Which is kind of the opposite of going for a ring in his prime, but Keith Pompey of the Philadelphia Inquirer says it could happen.
Sources have said the North Philly native has been interested in playing for the Sixers for some time. The speculation only heightened once Bryan Colangelo became the president of basketball operations in April 2016. As the Raptors general manager, Colangelo acquired Lowry in a trade from the Houston Rockets on July 11, 2012. The two have remained good friends since then.
And sources have always said that the Sixers planned to offer Lowry a lucrative contract this summer.
Never say never around the NBA.
But this is as close to never as a Donald Trump and Melissa McCarthy marriage.
Lowry says a ring is the only priority, but every player says that until they have to leave millions on the table to do it (well, almost every player, David West is the most notable exception). The Spurs could sure use Lowry, but unless Pau Gasol opts out or can be traded while taking almost no money back, and then the Spurs find a way to dump at least another $5 million, San Antonio can’t get near offering max money. In reality, Lowry likely would need to take more than $10 million a year less from the Spurs than the Raptors or any other team could offer. If Lowry were actually serious about a ring San Antonio would be the best fit, there is no other team in the East that could offer him a max deal and he would make them a contender.
If Lowry is going to be about the money, then he likely stays in Toronto — they can offer one more guaranteed year, the difference between $205 million guaranteed (over five years) vs. $158 million (over four years). Plus he’s comfortable there, GM Masai Ujiri said bringing Lowry back is a priority, and this team is good.
In the unlikely event Toronto tried to get Lowry to take a discount and pissed him off, then the Spurs decide they don’t want to get involved, all the Sixers would need to do is beat out a bunch of other suitors and convince Lowry to come home again… except not every player wants to do that. LeBron James did but he’s more the exception than the rule, most players see coming home as a series of added distractions and problems.
Maybe Lowry is an exception and is serious about potentially coming home. But that leads to one other question:
Why would Philly do this?
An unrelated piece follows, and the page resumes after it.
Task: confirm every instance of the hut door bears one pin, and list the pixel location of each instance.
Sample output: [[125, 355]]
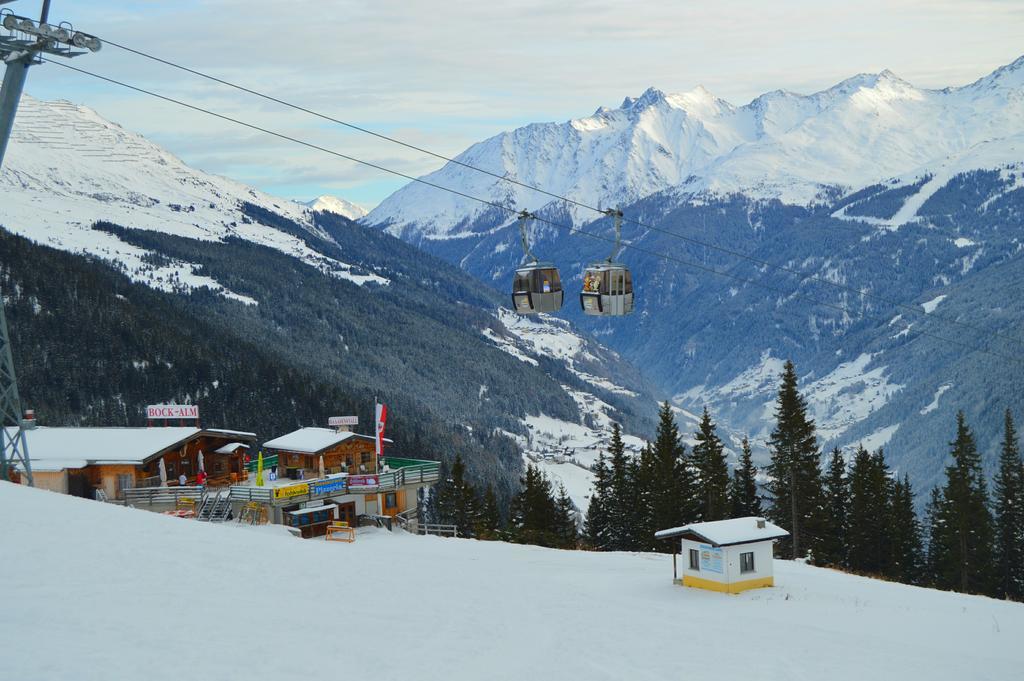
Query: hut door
[[346, 513]]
I know they want some veteran leaders and quality players to start rounding out the young roster, but if you’ve been saying for a year that Ben Simmons as a point forward is the future of this franchise — and if nothing else, they have to try it out — then why bring in an established point guard to take the ball out of his hands? Lowry would be mentoring the next generation of Sixers and likely putting up numbers, but is that his goal at this point in his career?
Never say never, but I just do not see a return home for Lowry working out.